Jeffrey L. Saver, MD
Dr. Saver is Director of the UCLA Stroke Center and Professor of Neurology at the David Geffen School of Medicine, University of California, Los Angeles. Dr. Saver received his medical degree from Harvard Medical School in 1981, and is a graduate of the Harvard-Longwood Neurology Training Program, the University of Iowa Fellowship Program in Behavioral Neurology and Cognitive Neuroscience, and the Brown University Fellowship Program in Vascular Neurology. An author or co-author of over 100 research articles, Dr. Saver's research interests are in acute stroke treatment, stroke prevention, neuroimaging, clinical trial design, and neurocognitive consequences of stroke. He has served on the editorial boards of leading scientific journals, in leadership positions of international clinical trials, and on national committees on formulating guidelines for stroke care. He is currently chair of the American Stroke Association's Stroke Scientific Statement Oversight Committee, immediate past chair of the American Stroke Association Western States Stroke Task Force; principal investigator of the NIH-NINDS funded Field Administration of Stroke Magnesium (FAST-MAG) clinical trial; principal investigator of the NIH-NINDS UCLA Specialized Program of Translational Research in Acute Stroke; editorial board member for the journals Journal of Stroke and Cerebrovascular Diseases, Journal of Neuroimaging, and Reviews in Neurological Disease; associate editor of the online textbooks Medlink Neurobase and Emedicine Neurology; and Co-Chair of the UCLA Stroke PROTECT systematic secondary prevention program.

Donald G. Stein, PhD
Dr. Stein is a neuroscientist and Asa G. Candler Professor of Emergency Medicine at Emory University in Atlanta, Georgia. Dr. Stein served Emory for five years as Vice Provost for Graduate Studies, Dean of the Graduate School of Arts and Sciences, and acting Vice President for Research. He also served in a similar capacity at Rutgers University before joining the faculty at Emory. For more than 40 years, his research has focused on examining the processes underlying recovery of function after traumatic injury to the brain. Dr. Stein's lab was one of the first to demonstrate sex differences in the outcome of severe injuries to the frontal cortex, and how recovery was related to the hormonal state of females at the time of injury. Most recently this work culminated in the first successful clinical trial with progesterone in moderate to severe acquired brain injury.

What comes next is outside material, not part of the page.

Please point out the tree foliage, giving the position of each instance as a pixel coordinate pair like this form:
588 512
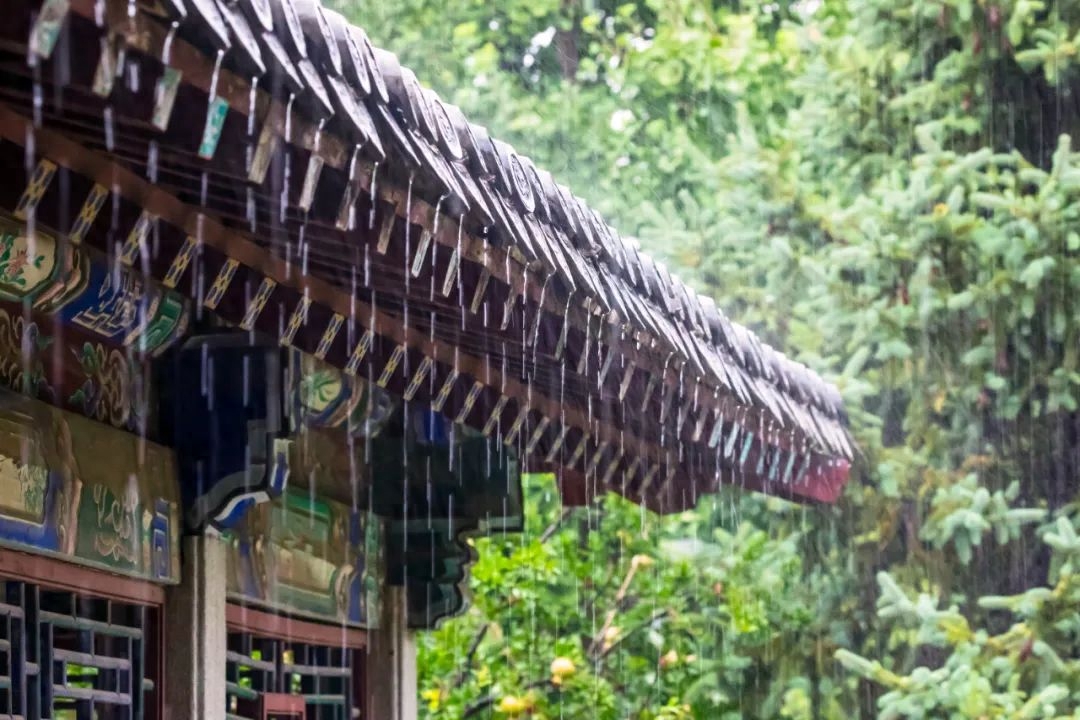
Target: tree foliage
888 191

Patients given progesterone for 4 days post-injury had almost 60% less mortality and significantly better functional outcomes than patients given state-of-the-art treatment and placebo. His current research focuses on determining the physiological substrates responsible for progesterone's beneficial effects in the treatment of both permanent and transient ischemic stroke. He is past president of the International Brain Injury Association and serves currently on the National Advisory Council to the National Institute of Child Health and Human Development.